Quand protéger les libertés de religion flirte avec la discrimination

Discrimination ou droit fondamental ? Plusieurs États américains ont adopté ou envisagent d’adopter des lois sur la liberté de religion qui, selon leurs détracteurs, pourraient autoriser des commerçants à refuser des clients homosexuels au nom de leurs convictions religieuses.

Tout est parti du cas, à la fin des années 1990, d’un Amérindien licencié parce qu’il fumait un hallucinogène traditionnel, le peyote, dans l’Oregon (nord-ouest). Privé d’allocations chômage, il a poursuivi l’État en justice pour atteinte à sa liberté de religion, mais la Cour suprême a donné raison à l’État.

En réponse, le Congrès quasi unanime a adopté en 1993 une loi fédérale pour la « restauration de la liberté de religion », promulguée fièrement par le président Bill Clinton.

La loi fédérale interdit à l’État (fédéral) d’« entraver substantiellement » l’exercice de la liberté de religion d’une personne, à moins d’un intérêt gouvernemental motivé, mettant la barre plus haut qu’auparavant.

Concrètement, elle permet aux citoyens de contester une loi, un décret ou une réglementation qui violeraient leurs croyances.
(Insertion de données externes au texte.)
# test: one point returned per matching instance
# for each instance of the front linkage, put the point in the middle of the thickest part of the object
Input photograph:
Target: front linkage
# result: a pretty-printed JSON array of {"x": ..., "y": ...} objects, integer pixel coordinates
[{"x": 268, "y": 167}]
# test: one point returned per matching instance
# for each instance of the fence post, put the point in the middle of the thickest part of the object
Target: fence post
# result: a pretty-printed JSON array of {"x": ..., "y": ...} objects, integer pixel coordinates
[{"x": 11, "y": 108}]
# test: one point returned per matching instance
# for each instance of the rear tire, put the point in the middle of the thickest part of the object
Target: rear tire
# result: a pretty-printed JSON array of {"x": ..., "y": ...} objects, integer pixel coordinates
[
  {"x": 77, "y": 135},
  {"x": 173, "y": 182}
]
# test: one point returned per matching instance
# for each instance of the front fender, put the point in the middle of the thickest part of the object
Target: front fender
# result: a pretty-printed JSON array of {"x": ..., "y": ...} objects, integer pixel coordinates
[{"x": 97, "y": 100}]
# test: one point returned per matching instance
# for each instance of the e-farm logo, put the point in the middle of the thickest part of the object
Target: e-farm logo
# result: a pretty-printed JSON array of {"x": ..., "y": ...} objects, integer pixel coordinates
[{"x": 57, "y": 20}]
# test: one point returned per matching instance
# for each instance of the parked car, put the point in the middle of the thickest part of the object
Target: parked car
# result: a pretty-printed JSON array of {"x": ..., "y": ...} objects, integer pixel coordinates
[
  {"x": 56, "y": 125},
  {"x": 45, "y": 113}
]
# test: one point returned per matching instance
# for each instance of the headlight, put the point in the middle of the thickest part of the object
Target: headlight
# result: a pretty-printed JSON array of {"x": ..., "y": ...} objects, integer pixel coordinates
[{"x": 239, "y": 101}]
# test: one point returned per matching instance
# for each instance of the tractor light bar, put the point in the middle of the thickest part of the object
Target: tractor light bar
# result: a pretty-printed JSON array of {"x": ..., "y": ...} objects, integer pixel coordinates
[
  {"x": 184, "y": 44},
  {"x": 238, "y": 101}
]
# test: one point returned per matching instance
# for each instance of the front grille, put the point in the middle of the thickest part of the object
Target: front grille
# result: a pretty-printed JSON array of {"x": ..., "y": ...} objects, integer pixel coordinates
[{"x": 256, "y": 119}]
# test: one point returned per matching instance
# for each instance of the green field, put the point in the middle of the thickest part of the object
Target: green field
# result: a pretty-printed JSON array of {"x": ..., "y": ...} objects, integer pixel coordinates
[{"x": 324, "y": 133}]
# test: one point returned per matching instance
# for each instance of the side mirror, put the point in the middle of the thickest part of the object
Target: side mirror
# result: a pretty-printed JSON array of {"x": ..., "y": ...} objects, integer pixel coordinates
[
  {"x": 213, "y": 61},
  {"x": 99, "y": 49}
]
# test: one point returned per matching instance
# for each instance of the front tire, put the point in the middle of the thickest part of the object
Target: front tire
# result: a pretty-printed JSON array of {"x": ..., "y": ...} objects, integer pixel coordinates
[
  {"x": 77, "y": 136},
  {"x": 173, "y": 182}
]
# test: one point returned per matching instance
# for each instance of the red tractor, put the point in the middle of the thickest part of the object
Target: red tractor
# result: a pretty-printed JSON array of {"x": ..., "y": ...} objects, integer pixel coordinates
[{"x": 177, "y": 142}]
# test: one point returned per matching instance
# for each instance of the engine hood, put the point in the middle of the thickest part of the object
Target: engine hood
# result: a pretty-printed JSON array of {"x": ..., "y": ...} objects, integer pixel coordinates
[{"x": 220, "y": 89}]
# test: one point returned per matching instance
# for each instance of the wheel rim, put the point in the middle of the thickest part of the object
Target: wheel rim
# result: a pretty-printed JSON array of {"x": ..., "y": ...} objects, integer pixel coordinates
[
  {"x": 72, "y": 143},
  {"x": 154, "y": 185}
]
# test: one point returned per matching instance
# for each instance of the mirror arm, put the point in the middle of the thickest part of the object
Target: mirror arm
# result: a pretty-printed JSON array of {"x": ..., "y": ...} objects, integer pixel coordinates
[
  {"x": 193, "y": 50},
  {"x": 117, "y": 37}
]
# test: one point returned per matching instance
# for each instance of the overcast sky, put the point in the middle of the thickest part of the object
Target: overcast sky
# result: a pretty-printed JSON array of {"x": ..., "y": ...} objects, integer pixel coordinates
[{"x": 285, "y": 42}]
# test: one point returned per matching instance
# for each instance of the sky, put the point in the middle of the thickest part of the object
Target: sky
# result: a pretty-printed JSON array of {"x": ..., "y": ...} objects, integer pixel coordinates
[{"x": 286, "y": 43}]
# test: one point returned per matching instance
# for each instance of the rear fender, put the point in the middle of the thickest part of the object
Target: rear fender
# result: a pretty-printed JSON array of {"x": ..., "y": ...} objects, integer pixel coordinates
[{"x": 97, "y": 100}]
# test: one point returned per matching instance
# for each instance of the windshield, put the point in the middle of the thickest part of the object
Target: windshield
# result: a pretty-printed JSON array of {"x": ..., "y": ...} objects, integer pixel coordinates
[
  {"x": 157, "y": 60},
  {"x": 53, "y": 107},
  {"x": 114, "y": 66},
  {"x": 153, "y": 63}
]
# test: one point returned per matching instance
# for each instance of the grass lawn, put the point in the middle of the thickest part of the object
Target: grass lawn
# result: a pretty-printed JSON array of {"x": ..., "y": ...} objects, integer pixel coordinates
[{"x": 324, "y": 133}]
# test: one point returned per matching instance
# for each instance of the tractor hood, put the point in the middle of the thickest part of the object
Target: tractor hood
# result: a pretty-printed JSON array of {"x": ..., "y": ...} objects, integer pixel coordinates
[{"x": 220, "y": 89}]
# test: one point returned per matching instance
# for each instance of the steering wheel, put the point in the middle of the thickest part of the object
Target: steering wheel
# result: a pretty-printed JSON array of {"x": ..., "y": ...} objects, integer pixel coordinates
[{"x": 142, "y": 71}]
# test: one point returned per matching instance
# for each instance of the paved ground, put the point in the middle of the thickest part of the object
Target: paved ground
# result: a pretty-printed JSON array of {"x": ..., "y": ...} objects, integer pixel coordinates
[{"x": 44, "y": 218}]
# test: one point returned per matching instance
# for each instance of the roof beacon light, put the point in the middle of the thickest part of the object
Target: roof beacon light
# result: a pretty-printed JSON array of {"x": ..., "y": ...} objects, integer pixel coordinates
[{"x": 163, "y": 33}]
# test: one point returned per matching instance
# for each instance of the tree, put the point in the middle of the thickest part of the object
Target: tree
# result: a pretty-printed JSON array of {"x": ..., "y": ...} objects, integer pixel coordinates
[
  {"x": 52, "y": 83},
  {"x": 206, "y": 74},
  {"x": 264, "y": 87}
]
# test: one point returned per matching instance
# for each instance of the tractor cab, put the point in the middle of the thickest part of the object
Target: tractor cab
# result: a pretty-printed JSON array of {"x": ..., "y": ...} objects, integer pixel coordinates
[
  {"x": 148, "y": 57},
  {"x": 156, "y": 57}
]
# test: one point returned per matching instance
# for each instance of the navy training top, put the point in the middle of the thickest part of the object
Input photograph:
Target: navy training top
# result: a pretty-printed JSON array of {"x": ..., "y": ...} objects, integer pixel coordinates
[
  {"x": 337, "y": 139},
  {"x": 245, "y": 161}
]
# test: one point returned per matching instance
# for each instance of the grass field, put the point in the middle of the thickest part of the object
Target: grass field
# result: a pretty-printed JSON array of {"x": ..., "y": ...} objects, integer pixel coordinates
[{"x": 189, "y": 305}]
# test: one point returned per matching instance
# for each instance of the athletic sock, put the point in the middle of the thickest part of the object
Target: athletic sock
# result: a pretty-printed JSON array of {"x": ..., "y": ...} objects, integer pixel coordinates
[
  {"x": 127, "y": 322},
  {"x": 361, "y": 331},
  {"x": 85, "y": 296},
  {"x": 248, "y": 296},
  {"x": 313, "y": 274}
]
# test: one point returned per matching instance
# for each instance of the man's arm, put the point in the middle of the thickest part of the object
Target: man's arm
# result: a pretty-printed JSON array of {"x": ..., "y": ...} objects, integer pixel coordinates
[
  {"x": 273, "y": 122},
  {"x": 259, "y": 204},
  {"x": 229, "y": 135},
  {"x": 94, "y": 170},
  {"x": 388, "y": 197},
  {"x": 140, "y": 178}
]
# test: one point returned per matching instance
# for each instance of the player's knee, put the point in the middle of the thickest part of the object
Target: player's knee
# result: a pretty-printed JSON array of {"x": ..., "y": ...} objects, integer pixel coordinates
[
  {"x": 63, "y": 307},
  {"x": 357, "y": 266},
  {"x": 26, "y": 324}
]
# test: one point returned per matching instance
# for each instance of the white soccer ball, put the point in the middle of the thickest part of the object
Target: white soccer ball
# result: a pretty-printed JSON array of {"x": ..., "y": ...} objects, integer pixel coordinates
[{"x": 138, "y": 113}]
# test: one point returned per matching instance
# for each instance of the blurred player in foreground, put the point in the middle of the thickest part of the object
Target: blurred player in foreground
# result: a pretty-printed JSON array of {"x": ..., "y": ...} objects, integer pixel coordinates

Par exemple : les personnes qui voulaient pouvoir refuser une autopsie pour des raisons religieuses ou les Églises qui devaient se plier à certaines configurations pour la construction d’édifices. La Cour suprême ayant estimé en 1997 que cette loi ne s’appliquait qu’au niveau fédéral, plusieurs États ont décidé de voter une déclinaison locale de celle-ci.

Treize États l’ont fait entre 1993 et 2003, avant une lente reprise à la fin des années 2000, et surtout depuis 2013, dans cinq États conservateurs : le Kentucky, le Kansas, le Mississippi et, depuis une semaine, l’Indiana et l’Arkansas, portant le chiffre actuel à 21 États. Au moins 14 autres États en discutent.

Heurts possibles

C’est une affaire de droits des homosexuels qui semble avoir précipité la nouvelle vague de législations.

En 2013, la justice du Nouveau-Mexique (sud-ouest) a débouté une photographe qui avait invoqué ses convictions religieuses et sa liberté d’expression pour refuser de photographier une cérémonie entre deux femmes en 2006 (le mariage entre personnes de même sexe n’était pas encore légal).

En réaction, les élus de l’Arizona voisin ont adopté une loi élargissant les protections religieuses aux entreprises, et non plus seulement aux personnes, ainsi qu’aux litiges privés. Mais après une controverse nationale, la gouverneure y a opposé son veto.

Subissant les mêmes pressions, l’Indiana et l’Arkansas ont adopté jeudi des lois modifiées pour ne pas être assimilées à des permis de discriminer.

Pour Jim Campbell, avocat chez l’organisation juridique chrétienne Alliance Defending Freedom, la réforme du système de santé « Obamacare », et son obligation pour les employeurs de couvrir la pilule du lendemain (obligation abrogée par la Cour suprême en 2014), a largement contribué à la relance des lois sur la religion.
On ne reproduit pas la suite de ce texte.